Stakanovisti delle rapine presi dopo 6 colpi in banca

Negli assalti, avvenuti in tre mesi, razziati in tutto 50mila euro

Sei rapine in tre mesi, facendo il bis nella stessa banca. E prima che mettessero a segno la settima, che stavano preparando, sono arrivati i carabinieri della Compagnia di Rho ad arrestarli. In manette due balordi residenti a Corsico: M. D., un pregiudicato di 38 anni, e il complice incensurato, A. T. di 41. Rapine veloci e indolori, che in un trimestre avevano fruttato un discreto bottino: oltre 50mila euro. I banditi usavano sempre la stessa tecnica, guardandosi bene dal portarsi dietro armi. Un banale taglierino bastava a convincere i cassieri a consegnare il danaro.

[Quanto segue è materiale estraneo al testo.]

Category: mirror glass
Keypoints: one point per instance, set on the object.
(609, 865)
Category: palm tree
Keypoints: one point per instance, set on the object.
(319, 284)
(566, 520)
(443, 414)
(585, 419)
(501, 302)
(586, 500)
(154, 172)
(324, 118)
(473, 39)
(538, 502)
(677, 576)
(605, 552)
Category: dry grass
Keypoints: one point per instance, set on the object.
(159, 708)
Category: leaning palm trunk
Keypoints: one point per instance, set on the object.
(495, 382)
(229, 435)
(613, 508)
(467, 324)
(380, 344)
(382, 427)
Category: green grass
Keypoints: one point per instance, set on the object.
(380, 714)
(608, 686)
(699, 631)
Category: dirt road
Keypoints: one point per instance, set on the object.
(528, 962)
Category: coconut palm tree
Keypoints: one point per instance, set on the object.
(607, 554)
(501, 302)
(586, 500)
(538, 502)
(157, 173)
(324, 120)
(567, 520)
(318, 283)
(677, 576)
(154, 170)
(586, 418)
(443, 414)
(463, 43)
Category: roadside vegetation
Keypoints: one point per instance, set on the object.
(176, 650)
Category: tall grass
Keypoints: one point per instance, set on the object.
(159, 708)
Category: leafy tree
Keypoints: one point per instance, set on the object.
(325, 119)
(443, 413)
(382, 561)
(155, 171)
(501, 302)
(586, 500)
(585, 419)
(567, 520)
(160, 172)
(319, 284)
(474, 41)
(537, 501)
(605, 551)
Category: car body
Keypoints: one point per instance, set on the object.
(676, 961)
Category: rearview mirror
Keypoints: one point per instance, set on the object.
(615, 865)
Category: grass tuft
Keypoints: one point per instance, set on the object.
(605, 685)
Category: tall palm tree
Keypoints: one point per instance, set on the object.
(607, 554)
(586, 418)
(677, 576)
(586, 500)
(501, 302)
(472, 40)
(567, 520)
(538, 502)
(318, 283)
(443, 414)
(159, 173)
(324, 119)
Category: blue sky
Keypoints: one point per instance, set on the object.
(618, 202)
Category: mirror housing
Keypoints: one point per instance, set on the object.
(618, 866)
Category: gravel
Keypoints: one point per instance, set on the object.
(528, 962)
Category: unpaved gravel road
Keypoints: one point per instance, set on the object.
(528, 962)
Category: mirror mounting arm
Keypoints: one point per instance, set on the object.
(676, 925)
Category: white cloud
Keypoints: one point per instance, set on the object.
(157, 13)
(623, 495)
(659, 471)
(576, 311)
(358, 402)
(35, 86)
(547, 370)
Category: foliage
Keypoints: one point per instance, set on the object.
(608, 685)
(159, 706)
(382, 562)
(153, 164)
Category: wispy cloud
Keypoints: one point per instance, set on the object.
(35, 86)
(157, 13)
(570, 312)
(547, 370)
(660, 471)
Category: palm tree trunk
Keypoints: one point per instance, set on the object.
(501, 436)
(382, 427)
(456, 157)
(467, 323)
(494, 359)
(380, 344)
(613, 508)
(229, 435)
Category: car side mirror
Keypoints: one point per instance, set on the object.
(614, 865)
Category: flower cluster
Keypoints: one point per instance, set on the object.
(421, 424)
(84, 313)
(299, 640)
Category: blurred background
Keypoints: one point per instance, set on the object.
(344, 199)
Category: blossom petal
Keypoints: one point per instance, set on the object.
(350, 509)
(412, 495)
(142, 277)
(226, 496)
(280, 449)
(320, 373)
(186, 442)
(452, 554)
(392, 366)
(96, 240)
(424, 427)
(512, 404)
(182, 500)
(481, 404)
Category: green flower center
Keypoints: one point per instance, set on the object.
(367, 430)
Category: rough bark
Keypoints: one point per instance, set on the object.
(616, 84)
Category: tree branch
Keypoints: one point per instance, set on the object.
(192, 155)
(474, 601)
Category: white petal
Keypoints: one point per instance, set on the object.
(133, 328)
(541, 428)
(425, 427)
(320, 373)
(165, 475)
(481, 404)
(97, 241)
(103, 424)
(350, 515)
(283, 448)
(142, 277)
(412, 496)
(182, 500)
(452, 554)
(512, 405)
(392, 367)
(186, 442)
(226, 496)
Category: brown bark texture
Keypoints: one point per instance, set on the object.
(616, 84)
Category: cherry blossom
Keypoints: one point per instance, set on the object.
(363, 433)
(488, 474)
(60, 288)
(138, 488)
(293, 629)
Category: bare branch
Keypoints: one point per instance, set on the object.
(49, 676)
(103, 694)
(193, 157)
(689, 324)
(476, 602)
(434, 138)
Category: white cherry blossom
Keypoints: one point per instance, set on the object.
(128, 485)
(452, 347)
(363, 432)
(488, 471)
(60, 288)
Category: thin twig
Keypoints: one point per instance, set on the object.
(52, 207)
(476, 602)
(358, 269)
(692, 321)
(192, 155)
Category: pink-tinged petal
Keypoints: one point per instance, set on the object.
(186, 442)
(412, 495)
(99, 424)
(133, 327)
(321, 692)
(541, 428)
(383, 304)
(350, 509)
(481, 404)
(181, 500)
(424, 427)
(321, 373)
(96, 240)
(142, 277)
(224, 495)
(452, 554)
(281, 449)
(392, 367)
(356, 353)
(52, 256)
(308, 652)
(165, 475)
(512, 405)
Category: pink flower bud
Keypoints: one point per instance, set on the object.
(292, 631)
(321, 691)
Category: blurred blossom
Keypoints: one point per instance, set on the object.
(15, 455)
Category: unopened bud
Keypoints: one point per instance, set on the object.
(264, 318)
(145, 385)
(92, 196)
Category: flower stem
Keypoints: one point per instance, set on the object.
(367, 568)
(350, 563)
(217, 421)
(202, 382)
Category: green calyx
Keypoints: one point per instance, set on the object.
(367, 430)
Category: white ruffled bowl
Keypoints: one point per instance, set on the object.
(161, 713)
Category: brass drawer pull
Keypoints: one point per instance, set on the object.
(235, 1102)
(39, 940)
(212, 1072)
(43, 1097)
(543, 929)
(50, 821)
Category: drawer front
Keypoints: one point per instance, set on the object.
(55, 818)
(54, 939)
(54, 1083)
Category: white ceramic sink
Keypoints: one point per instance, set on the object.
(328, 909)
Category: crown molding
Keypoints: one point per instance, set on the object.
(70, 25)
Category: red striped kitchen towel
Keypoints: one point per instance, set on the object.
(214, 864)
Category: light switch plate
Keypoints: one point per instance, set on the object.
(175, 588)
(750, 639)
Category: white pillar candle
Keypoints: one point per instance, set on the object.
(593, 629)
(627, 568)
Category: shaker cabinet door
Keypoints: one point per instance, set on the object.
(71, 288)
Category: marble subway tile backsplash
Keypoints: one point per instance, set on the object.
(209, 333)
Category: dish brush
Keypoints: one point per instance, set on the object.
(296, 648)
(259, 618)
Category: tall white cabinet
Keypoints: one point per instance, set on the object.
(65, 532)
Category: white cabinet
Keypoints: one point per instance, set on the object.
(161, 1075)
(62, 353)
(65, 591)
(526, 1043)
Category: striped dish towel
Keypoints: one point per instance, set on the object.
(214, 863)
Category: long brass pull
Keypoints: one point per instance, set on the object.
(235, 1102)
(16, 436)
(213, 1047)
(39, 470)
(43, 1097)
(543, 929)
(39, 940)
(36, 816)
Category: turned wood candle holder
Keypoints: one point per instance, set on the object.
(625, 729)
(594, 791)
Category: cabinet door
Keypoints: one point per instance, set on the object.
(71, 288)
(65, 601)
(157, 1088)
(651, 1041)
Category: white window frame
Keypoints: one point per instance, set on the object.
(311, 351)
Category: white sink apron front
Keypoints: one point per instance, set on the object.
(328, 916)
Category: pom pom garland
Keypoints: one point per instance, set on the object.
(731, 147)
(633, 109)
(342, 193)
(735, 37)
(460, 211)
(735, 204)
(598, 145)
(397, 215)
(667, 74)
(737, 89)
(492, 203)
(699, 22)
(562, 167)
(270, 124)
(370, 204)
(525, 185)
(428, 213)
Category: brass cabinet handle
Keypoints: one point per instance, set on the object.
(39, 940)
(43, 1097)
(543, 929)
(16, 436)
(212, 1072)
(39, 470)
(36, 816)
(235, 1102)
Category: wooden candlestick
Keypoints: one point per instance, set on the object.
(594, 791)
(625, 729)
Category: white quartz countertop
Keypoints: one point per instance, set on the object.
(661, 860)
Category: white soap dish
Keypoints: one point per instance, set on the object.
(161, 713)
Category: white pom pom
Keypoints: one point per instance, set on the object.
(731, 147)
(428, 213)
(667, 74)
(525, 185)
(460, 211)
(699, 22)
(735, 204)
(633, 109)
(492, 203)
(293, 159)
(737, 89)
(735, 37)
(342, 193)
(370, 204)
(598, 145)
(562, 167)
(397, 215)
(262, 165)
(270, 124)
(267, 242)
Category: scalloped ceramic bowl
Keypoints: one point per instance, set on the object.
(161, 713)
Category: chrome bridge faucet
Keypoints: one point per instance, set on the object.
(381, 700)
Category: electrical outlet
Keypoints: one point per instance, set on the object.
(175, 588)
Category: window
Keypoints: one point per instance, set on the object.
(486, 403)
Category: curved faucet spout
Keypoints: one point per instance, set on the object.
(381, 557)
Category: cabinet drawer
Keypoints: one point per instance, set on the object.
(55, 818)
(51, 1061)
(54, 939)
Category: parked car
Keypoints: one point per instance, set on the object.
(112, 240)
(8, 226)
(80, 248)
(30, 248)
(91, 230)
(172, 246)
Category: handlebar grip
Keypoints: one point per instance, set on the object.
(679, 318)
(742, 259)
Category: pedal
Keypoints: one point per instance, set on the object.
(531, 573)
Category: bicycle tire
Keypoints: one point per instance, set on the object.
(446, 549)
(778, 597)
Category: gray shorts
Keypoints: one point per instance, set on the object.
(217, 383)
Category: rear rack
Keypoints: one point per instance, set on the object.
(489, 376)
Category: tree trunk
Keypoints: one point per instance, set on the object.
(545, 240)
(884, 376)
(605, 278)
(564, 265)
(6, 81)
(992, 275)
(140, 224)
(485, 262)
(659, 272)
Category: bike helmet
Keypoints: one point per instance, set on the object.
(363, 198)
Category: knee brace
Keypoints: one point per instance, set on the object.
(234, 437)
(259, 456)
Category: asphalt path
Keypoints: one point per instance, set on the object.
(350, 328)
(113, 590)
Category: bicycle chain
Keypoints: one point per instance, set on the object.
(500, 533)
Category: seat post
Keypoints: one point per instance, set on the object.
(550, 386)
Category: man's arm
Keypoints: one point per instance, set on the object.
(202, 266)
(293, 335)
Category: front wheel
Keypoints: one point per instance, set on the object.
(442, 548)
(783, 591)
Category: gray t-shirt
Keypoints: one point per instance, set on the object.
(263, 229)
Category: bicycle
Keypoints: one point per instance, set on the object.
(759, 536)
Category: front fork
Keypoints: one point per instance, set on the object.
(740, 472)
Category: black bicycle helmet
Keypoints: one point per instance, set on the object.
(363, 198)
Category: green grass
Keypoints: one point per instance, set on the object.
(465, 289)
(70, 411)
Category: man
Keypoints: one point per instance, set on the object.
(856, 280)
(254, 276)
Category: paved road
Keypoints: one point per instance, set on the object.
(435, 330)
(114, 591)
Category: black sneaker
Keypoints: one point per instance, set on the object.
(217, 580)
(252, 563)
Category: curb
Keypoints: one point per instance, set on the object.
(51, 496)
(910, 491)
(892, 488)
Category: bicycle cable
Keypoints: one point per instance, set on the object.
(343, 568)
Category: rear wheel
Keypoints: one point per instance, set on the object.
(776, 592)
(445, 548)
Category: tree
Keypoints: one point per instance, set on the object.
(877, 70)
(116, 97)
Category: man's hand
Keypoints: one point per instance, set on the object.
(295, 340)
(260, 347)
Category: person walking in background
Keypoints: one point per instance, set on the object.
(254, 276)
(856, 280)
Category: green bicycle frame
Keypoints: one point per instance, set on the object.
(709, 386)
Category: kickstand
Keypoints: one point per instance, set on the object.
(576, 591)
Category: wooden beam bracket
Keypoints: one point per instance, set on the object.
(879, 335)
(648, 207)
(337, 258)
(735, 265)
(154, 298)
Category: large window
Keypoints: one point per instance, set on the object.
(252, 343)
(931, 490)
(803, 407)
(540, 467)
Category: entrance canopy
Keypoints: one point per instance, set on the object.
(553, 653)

Le scorribande erano iniziate l’8 febbraio a Pero, a danno della Banca di Legnano, dalla quale la prima volta erano usciti con 12mila euro, la seconda il 26 aprile, con 20mila. Nel frattempo, il 17 febbraio avevano preso di mira il Credito Artigiano di Lainate, il 19 maggio la Popolare di Intra di Vittuone, quattro giorni dopo a Vanzaghello la Bpm, e infine il 29 maggio la Banca popolare italiana di Bresso. L’indagine condotta dai carabinieri è stata lunga e sofisticata, ma alla fine, anche grazie ad intercettazioni telefoniche, hanno acquisito prove tali da incastrare la coppia.